It is Chesnut’s larger institutional and political analysis of Pentecostal churches that represents his more original contribution. In this connection it is perhaps a sign of the maturing of this generation of “Pentecostalism scholars” that Chestnut is ready to challenge some of the more recent claims about Pentecostalism’s potentially progressive tendencies. In contrast, based upon careful archival research, Chestnut is able to document nearly 30 years of close collaboration between Belém’s Assembly of God Church and the most reactionary political forces in the state. Although his archival material suggests that the views of the leadership have not always converged with those of its followers, the conservative-elite alliance undoubtedly placed major limits on the extent to which countertendencies within the church might grow.

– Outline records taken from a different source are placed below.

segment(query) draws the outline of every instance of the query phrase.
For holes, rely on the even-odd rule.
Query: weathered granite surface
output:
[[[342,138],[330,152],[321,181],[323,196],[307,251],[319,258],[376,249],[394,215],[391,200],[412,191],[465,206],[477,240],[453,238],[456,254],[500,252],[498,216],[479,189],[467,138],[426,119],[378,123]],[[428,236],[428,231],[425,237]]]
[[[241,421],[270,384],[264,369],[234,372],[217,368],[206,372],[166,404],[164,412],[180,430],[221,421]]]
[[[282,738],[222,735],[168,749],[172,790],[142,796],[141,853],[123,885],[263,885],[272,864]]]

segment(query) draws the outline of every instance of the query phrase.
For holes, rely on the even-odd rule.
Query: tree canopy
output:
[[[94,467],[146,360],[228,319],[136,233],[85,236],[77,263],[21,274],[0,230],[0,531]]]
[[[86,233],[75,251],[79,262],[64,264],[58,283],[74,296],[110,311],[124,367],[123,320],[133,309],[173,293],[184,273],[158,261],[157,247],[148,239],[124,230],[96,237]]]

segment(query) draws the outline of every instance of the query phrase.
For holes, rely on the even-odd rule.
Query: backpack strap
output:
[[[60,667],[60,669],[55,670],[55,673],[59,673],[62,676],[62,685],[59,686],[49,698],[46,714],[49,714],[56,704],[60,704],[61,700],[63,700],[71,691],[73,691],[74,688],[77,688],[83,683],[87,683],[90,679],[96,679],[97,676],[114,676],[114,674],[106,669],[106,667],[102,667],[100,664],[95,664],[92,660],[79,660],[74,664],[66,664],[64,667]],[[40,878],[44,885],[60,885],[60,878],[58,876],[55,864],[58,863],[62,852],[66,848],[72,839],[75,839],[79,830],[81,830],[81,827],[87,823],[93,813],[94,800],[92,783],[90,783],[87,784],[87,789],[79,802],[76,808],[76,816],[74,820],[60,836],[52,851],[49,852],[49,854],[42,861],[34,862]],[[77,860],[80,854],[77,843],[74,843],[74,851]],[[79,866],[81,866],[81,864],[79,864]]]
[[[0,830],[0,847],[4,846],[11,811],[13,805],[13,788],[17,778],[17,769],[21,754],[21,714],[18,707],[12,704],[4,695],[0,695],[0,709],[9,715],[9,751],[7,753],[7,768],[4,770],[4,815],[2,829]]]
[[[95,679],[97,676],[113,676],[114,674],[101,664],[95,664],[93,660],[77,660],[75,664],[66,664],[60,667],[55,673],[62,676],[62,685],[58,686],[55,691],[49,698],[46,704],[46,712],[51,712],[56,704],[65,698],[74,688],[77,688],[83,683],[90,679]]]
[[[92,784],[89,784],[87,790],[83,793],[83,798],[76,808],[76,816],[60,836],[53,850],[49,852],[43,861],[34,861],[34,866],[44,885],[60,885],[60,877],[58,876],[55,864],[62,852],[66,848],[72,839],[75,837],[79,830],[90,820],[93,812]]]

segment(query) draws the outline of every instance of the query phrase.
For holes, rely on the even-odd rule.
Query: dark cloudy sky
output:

While exemplifying the strengths of the new wave of Pentecostal studies, Chestnut’s work also displays some of its weaknesses. For example, in his effort to account for the rapid growth of Pentecostalism, he tends to underestimate the appeal of the alternatives (pp. 67-72). While it is no doubt true that the power of Pentecostalism resides partly in its ability to cure physical and social ills, it is also true that the miraculous healing powers of popular Catholic saints such as Aparecida, Anastacia, and Padre Cicero constitute a large part of their appeal too, and that the ability to deliver healing continues to attract millions of people to the incredible variety of non-Christian cults in Brazil, including (but in no way limited to) umbanda. Chesnut is aware of this, but still builds his argument about the appeal of Pentecostalism by insisting on the weakness of its rivals. In practice, this strategy leads to some unconvincing and overstated claims, such as that Catholic saints “do not possess the healing power of the Pentecostal Jesus and Holy Spirit,” or that Catholicism requires supplicants to come to the sanctuary in order to access spiritual healing power (p. 75). Say either of these things to a devotee of Aparecida or Anastacia and you are likely to get a bemused smile. To the extent that the question remains the nature of Pentecostalism’s “comparative advantage,” it may, paradoxically, only be when we appreciate not just the “weaknesses” but also the strengths of the full range of Pentecostalism’s competitors that we will grasp what that advantage is.
There may, however, be a larger problem here. Chestnut’s study, like others in the genre of Pentecostal studies to which it belongs, continues to insist that the really “big story” is Pentecostal growth. Yet we know that religious alienation, wandering, idiosyncrasy, syncretism, and disaffection remain powerful, omnipresent processes in Brazil. From this point of view, important insights may be gleaned not only from stories of “successful” evangelical cure and conversion, but also from the stories of people who have been frustrated, disillusioned, or alienated from Pentecostalism. What new frontiers of understanding into the Pentecostal phenomenon itself might be opened up if such stories began to be listened to?